WARREN, Maine — Officials are taking clear steps to keep a methadone clinic out of town, at least temporarily.
The town’s planning board decided last week to rescind its approval of a man’s request to turn an old school into office space after it learned the space might be used by a methadone clinic.
Residents of the community also collected 600 signatures on a petition demanding the town selectmen cancel their sales agreement authorizing Bob Emery to buy the abandoned school building. Selectmen reacted to the petition by scheduling a special town meeting for Dec. 13 to let residents vote on a moratorium to prevent any methadone clinics in town until regulations governing them can be established.
After Emery obtained a sales agreement to buy the school from the town in September, he appeared before the planning board to get approval to rent the building on School Street as professional office space. When the planning board approved the plan, Emery had told them he had no tenants.

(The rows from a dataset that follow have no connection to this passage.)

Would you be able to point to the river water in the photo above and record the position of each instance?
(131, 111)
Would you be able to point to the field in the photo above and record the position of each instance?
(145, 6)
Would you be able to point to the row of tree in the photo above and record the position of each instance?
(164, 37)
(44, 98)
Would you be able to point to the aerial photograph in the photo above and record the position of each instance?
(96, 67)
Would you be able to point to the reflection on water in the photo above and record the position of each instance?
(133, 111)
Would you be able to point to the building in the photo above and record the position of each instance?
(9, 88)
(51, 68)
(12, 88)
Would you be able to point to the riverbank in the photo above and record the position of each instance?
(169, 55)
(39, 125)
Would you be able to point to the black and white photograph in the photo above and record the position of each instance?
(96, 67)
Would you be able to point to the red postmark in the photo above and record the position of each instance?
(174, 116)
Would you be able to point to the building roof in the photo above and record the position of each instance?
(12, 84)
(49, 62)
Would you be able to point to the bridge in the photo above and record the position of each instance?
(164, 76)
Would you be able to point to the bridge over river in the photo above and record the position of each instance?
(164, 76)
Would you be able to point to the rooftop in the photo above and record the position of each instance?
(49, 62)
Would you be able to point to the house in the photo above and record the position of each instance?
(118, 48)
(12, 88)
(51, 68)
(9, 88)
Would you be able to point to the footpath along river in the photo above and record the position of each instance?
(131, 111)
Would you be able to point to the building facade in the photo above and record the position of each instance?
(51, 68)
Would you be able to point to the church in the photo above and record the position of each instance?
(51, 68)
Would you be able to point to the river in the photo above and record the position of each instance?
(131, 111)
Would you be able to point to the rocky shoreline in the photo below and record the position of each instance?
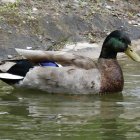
(50, 25)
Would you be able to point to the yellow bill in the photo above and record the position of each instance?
(133, 55)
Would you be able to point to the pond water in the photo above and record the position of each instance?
(35, 115)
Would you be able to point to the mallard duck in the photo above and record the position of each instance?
(76, 75)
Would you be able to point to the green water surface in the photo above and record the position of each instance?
(35, 115)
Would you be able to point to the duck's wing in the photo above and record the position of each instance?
(63, 58)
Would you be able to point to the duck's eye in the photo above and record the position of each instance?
(121, 39)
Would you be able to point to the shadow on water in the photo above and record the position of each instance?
(64, 116)
(38, 115)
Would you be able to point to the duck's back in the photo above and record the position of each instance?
(63, 80)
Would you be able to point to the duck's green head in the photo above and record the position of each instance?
(117, 41)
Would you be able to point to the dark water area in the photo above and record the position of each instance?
(35, 115)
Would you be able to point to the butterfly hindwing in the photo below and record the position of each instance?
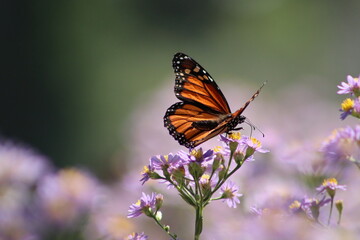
(194, 85)
(191, 125)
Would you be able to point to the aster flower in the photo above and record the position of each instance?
(165, 161)
(229, 194)
(147, 170)
(146, 204)
(137, 236)
(347, 107)
(253, 145)
(342, 144)
(67, 195)
(310, 206)
(21, 165)
(197, 156)
(352, 86)
(330, 185)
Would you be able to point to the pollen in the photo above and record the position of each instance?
(294, 205)
(145, 169)
(330, 181)
(197, 153)
(256, 142)
(347, 105)
(217, 149)
(235, 135)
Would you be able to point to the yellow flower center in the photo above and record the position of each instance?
(347, 105)
(145, 169)
(217, 148)
(330, 181)
(295, 204)
(235, 135)
(197, 153)
(256, 142)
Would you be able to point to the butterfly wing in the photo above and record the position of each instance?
(194, 85)
(192, 125)
(204, 112)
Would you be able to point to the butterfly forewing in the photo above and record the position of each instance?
(193, 84)
(204, 111)
(180, 119)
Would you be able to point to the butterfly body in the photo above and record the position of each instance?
(203, 112)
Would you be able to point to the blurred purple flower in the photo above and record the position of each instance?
(21, 169)
(342, 144)
(145, 204)
(67, 195)
(165, 161)
(352, 86)
(20, 164)
(147, 170)
(137, 236)
(198, 156)
(330, 185)
(229, 193)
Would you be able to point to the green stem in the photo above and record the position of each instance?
(331, 207)
(198, 221)
(172, 235)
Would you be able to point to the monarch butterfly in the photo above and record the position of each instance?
(203, 112)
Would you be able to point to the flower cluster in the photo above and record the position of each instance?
(197, 175)
(311, 206)
(350, 106)
(343, 145)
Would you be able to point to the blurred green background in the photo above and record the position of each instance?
(72, 71)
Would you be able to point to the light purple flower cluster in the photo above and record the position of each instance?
(148, 204)
(350, 106)
(343, 145)
(311, 206)
(197, 175)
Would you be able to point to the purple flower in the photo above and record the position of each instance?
(311, 206)
(67, 195)
(330, 185)
(243, 146)
(198, 156)
(137, 236)
(165, 161)
(146, 174)
(229, 193)
(146, 204)
(20, 165)
(342, 144)
(351, 87)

But when CRC Health Group, one of the largest methadone clinic companies in the United States, started meeting with townspeople and potential neighbors, word spread quickly around town that a methadone clinic might move into the old school. CRC’s interest in operating a clinic in Warren developed after the Turning Tide clinic in Rockland was shut down by state and federal officials in August, after the owner was charged with felony cocaine possession.

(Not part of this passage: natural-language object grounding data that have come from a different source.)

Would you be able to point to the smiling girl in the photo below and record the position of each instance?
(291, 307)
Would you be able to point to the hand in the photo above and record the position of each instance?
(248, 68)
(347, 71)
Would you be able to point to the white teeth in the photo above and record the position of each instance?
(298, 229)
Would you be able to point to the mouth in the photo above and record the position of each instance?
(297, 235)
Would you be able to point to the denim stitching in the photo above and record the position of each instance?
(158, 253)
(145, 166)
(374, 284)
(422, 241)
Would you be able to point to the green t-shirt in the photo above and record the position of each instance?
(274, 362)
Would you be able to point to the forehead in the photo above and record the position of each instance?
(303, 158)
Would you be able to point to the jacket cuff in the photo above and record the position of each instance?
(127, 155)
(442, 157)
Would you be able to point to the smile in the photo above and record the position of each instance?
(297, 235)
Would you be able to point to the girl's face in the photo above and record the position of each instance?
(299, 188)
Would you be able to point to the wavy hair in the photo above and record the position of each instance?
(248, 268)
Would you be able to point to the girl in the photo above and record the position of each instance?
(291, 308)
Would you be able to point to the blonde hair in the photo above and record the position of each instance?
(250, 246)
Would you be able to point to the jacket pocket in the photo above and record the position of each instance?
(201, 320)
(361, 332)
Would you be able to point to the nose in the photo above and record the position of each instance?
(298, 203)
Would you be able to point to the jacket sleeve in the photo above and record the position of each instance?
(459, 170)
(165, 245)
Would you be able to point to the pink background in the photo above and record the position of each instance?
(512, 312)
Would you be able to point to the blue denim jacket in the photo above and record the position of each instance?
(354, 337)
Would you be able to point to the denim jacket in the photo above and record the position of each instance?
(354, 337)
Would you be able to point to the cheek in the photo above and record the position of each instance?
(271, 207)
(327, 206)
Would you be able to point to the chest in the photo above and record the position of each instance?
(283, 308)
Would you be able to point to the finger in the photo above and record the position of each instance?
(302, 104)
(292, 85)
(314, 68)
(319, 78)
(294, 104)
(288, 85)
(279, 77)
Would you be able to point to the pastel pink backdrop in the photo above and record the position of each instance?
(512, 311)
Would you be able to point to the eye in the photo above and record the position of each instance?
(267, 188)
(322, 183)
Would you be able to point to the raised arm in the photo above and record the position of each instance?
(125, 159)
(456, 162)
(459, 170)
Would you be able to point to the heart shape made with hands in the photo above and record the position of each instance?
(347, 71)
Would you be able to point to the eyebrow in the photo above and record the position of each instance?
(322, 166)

The planning board then scheduled a meeting for Dec. 2 to rescind its approval, arguing that a methadone clinic would not qualify as professional office space.

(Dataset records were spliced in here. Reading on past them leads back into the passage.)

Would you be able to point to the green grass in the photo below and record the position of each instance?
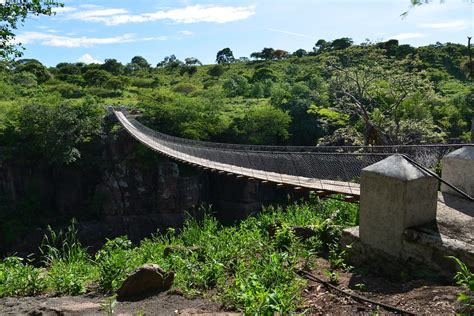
(243, 265)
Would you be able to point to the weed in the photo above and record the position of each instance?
(333, 276)
(464, 278)
(62, 246)
(337, 257)
(114, 262)
(109, 305)
(18, 278)
(361, 287)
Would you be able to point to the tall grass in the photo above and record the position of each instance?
(246, 267)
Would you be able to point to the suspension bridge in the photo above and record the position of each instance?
(326, 170)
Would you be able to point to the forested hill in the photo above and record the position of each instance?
(336, 94)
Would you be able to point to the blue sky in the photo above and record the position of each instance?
(92, 31)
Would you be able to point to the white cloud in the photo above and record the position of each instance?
(88, 59)
(406, 36)
(64, 9)
(289, 33)
(47, 39)
(189, 14)
(186, 32)
(449, 26)
(96, 15)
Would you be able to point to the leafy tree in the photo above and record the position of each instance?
(386, 95)
(225, 56)
(321, 46)
(141, 62)
(216, 71)
(280, 54)
(55, 134)
(170, 62)
(263, 73)
(189, 70)
(113, 66)
(297, 99)
(96, 77)
(300, 53)
(267, 53)
(115, 83)
(236, 85)
(26, 79)
(262, 124)
(14, 12)
(341, 43)
(192, 61)
(34, 67)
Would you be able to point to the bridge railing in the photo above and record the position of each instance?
(321, 167)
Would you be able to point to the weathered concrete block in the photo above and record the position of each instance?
(394, 195)
(458, 169)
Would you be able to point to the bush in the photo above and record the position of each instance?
(114, 263)
(18, 278)
(185, 88)
(102, 92)
(216, 71)
(143, 82)
(69, 91)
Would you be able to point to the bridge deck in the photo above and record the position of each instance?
(296, 181)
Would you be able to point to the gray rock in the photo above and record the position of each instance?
(148, 279)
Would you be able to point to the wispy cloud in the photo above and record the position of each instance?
(289, 33)
(64, 9)
(189, 14)
(88, 59)
(406, 36)
(186, 32)
(97, 15)
(47, 39)
(449, 26)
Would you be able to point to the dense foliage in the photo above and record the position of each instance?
(252, 270)
(338, 93)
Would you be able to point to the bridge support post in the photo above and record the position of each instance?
(394, 195)
(458, 169)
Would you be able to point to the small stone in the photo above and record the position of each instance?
(148, 279)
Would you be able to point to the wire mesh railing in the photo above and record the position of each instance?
(335, 169)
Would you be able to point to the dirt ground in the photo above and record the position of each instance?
(414, 296)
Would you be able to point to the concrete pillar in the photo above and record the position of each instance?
(457, 168)
(394, 195)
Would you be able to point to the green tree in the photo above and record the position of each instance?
(96, 77)
(225, 56)
(262, 124)
(34, 67)
(113, 66)
(389, 97)
(55, 134)
(170, 62)
(14, 12)
(300, 53)
(192, 61)
(216, 71)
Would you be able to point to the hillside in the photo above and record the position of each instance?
(382, 93)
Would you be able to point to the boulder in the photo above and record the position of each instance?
(148, 279)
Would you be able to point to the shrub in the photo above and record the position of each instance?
(114, 263)
(18, 278)
(185, 88)
(69, 91)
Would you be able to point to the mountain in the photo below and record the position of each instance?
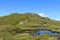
(27, 19)
(12, 24)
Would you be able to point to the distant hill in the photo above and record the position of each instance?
(27, 19)
(15, 23)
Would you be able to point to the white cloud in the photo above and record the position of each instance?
(42, 14)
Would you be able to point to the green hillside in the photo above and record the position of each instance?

“It was presented as a professional office building with nothing definitive as to potential tenants, when in fact a drug treatment methadone clinic tenant had already been secured,” stated planning board member Elisabeth Clark reading from a two-page argument she had written. “Although there may not be a signed lease agreement in place, the applicant was aware of the property’s intended use, but nevertheless failed to inform the planning board.”
At the same meeting, Emery’s attorney, Philip Cohen, said the issue will “likely” end up in court.
“I believe a health clinic does fall under professional offices,” Cohen argued from the back of the room, which was standing room only.
The planning board members voted unanimously to rescind their previous approval of the building’s use and told Emery he could come back in January to resubmit his application with more specifics about potential tenants.
The special town meeting to discuss a moratorium against methadone clinics will be held at 7 p.m. Monday, Dec. 13, at the Warren Community School gymnasium. No other business is on the warrant.